Major U.S. banks are preparing for a challenging earnings season in the third quarter, with lower profits expected due to rising deposit costs. The Federal Reserve's recent interest rate cuts may provide some relief for the banking sector in the future.
The Federal Reserve's benchmark rate is projected to decrease from 4.75-5% to 3.4% by the end of 2025 and further to 2.9% in 2026. This shift could help banks regain profitability as they deal with higher deposit costs and stagnant loan growth.
In 2022, the Fed's rate hikes allowed banks to increase loan rates, boosting net interest income (NII). However, the current landscape has changed, with deposit costs rising and loan growth stalling. Most large banks are expected to report declines in NII, both year-over-year and sequentially. Bank of America and Goldman Sachs are exceptions, with Bank of America projected to see a 1% increase in NII from the second quarter and Goldman Sachs expected to report a year-over-year increase in NII.

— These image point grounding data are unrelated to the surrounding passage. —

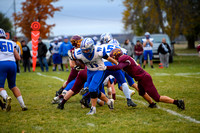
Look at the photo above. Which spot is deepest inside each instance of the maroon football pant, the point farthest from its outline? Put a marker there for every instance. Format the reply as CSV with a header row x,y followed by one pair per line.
x,y
72,75
80,80
146,85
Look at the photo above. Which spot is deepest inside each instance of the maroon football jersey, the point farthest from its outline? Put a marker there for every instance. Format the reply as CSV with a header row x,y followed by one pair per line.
x,y
130,66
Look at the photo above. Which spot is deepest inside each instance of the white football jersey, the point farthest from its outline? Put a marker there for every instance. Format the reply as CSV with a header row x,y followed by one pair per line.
x,y
55,49
95,62
7,50
110,47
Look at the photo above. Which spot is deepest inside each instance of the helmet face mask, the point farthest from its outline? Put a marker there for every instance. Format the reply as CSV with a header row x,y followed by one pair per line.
x,y
105,38
87,46
116,53
76,41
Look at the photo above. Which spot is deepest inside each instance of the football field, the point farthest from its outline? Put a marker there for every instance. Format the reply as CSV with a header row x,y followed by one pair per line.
x,y
180,81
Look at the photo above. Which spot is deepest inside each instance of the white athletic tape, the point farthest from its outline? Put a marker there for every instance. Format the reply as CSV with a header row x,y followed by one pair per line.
x,y
169,111
164,109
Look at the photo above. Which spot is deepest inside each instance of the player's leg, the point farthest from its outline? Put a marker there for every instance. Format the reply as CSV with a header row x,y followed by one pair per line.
x,y
152,92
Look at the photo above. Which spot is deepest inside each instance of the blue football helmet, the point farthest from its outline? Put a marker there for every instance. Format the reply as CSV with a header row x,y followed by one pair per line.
x,y
115,42
87,46
2,33
105,38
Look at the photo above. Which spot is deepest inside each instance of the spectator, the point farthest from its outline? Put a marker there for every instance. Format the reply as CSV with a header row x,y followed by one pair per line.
x,y
127,45
63,51
42,51
198,49
54,49
26,56
164,51
138,52
147,46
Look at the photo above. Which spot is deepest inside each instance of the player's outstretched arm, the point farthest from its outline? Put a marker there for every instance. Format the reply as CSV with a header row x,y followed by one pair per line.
x,y
16,54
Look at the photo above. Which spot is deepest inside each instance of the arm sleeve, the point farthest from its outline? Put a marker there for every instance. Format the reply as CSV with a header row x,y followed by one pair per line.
x,y
118,67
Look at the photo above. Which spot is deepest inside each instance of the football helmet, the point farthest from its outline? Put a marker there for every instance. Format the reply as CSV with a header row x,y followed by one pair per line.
x,y
87,46
76,41
116,53
105,38
115,42
2,33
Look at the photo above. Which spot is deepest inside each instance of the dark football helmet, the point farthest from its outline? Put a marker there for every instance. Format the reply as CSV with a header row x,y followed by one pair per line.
x,y
116,53
76,41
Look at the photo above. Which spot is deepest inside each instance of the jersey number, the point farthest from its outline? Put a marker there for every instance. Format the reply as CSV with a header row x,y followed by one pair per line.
x,y
4,47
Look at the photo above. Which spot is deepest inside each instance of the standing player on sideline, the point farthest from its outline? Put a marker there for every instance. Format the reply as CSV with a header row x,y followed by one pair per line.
x,y
8,69
54,49
145,83
92,58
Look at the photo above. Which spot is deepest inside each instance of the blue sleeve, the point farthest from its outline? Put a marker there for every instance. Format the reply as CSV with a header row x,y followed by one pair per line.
x,y
104,51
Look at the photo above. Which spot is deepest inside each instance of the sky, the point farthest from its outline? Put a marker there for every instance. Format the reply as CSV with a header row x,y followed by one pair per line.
x,y
82,17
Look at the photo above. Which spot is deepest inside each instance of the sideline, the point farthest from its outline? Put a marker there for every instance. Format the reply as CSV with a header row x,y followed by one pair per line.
x,y
161,108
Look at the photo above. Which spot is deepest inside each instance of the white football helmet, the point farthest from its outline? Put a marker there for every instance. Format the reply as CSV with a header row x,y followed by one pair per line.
x,y
115,42
105,38
2,33
87,46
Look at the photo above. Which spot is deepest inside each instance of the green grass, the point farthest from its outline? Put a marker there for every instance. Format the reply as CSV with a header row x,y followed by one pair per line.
x,y
42,116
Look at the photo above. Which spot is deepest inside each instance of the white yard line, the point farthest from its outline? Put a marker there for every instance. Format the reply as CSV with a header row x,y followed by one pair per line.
x,y
161,108
169,111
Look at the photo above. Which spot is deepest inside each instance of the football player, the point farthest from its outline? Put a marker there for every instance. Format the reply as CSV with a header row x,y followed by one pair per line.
x,y
8,70
145,83
76,42
54,49
92,57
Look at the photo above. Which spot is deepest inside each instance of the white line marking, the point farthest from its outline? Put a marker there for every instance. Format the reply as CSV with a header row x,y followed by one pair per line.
x,y
164,109
50,76
169,111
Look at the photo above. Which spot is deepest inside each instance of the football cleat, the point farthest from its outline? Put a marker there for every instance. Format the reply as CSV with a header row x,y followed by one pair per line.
x,y
60,106
24,108
153,105
84,90
111,106
132,92
8,103
55,100
92,111
181,104
84,101
131,103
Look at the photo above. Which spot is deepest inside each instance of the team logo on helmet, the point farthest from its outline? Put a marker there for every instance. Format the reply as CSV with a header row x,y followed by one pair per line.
x,y
76,41
116,53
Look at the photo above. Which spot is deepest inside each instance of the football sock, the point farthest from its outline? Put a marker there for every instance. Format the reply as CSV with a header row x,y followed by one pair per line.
x,y
126,90
63,101
4,94
109,102
21,101
175,102
113,96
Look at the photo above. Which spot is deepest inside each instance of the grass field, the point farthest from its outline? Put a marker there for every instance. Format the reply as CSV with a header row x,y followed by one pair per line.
x,y
180,81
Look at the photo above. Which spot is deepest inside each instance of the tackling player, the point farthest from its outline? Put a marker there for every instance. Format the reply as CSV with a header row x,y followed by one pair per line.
x,y
145,83
8,70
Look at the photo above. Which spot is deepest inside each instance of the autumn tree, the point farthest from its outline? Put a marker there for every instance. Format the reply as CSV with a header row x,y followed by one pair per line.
x,y
173,17
5,23
36,10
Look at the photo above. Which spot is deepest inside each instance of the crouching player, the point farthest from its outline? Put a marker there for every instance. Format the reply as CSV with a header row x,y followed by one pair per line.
x,y
8,69
92,58
145,83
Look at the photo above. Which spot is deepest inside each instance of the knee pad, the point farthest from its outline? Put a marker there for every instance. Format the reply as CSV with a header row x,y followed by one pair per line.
x,y
93,94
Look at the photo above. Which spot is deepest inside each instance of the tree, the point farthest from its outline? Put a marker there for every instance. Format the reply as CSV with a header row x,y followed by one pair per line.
x,y
5,23
36,10
173,17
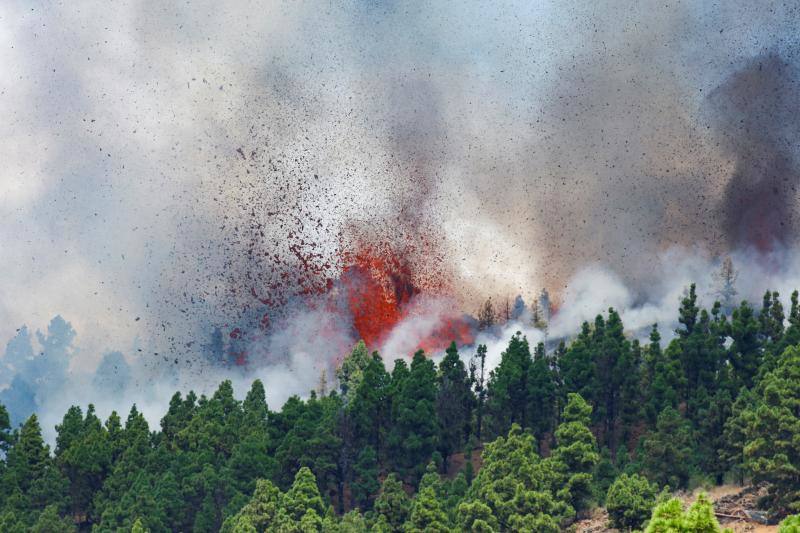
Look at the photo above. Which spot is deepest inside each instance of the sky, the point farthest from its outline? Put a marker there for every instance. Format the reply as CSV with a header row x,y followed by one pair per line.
x,y
156,156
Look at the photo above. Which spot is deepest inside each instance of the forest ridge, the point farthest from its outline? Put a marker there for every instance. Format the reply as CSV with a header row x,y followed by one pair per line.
x,y
531,445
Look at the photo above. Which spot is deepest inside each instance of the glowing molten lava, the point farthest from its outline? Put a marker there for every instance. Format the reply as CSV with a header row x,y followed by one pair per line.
x,y
380,290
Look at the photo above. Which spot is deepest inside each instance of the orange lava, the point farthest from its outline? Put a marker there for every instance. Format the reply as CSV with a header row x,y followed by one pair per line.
x,y
380,286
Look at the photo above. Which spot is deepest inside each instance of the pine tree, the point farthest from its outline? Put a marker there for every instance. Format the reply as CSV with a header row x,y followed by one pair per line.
x,y
365,478
427,514
576,450
414,433
541,391
726,289
454,403
507,390
477,370
770,426
351,371
259,512
487,317
668,451
392,503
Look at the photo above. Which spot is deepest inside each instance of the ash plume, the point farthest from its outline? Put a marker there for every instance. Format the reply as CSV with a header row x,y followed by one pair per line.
x,y
219,167
756,107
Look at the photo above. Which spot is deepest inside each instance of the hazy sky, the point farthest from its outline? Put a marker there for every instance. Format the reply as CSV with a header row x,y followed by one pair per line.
x,y
143,141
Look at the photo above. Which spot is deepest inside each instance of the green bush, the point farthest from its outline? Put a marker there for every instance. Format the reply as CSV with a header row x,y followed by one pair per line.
x,y
670,517
790,524
630,501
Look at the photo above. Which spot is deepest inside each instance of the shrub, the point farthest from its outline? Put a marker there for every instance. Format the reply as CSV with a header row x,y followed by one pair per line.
x,y
630,501
790,524
670,517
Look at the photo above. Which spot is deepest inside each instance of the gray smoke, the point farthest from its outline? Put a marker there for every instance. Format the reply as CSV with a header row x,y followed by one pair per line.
x,y
165,168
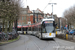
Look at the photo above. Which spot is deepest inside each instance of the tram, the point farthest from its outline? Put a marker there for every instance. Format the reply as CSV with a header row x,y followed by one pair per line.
x,y
43,29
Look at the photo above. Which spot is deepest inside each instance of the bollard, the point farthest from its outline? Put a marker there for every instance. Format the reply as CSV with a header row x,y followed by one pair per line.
x,y
66,36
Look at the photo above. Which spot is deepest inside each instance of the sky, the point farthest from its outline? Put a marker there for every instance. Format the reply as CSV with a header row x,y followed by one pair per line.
x,y
43,5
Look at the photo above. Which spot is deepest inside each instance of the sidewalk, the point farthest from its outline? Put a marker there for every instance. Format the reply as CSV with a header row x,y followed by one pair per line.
x,y
9,41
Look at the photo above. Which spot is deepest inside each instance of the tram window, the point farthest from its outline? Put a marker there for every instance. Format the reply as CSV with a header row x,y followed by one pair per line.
x,y
19,29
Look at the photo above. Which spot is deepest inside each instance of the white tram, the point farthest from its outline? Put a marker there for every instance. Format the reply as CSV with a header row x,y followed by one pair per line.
x,y
43,29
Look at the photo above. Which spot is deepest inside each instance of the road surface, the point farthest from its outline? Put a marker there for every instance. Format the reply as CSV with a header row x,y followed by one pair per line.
x,y
29,42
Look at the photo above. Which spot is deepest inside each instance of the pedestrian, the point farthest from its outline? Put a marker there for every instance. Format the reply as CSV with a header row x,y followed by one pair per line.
x,y
26,30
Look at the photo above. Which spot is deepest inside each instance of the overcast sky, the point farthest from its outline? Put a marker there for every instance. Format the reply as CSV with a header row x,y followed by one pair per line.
x,y
58,9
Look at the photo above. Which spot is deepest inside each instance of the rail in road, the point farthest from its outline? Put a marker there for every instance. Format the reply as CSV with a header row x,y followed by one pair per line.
x,y
29,42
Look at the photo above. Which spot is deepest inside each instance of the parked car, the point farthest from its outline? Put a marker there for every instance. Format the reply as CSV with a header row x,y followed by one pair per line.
x,y
57,29
72,31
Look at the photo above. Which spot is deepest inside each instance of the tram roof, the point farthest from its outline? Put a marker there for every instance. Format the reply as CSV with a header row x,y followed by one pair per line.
x,y
48,19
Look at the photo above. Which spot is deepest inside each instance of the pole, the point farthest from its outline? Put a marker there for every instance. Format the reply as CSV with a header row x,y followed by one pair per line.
x,y
33,16
52,8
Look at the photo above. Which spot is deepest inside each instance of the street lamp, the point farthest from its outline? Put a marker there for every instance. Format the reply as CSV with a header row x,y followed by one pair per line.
x,y
52,7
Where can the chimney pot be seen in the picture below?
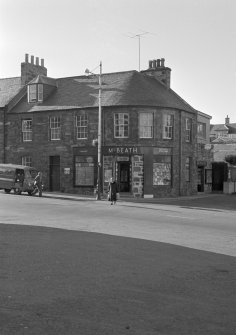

Wells Fargo is facing a tough situation, with a projected sixth consecutive quarterly decline in NII primarily due to rising deposit costs. JPMorgan Chase, the largest bank in the U.S., has seen a decline in deposits for two consecutive quarters while incurring significantly higher interest costs on those deposits. Loan growth estimates for large banks have remained stagnant in the third quarter, with little to no change compared to the previous quarter and the same period last year. Citigroup is expected to lead with a 4% increase in loan growth from last year's third quarter.
The recent rise in stock and bond markets has positively impacted wealth management fees for many banks. However, as the Fed implements rate cuts, investor focus may shift towards the broader economic landscape, potentially leading to declines in wealth management fees. Most banks are preparing for lower expected revenues in investment banking, reflecting a lack of interest in mergers and acquisitions. However, the anticipated Fed rate cuts could stimulate M&A activity in the future, potentially boosting investment banking revenues.
The interplay between interest rates, consumer behavior, and economic conditions will be critical in shaping the financial performance of banks in the coming months.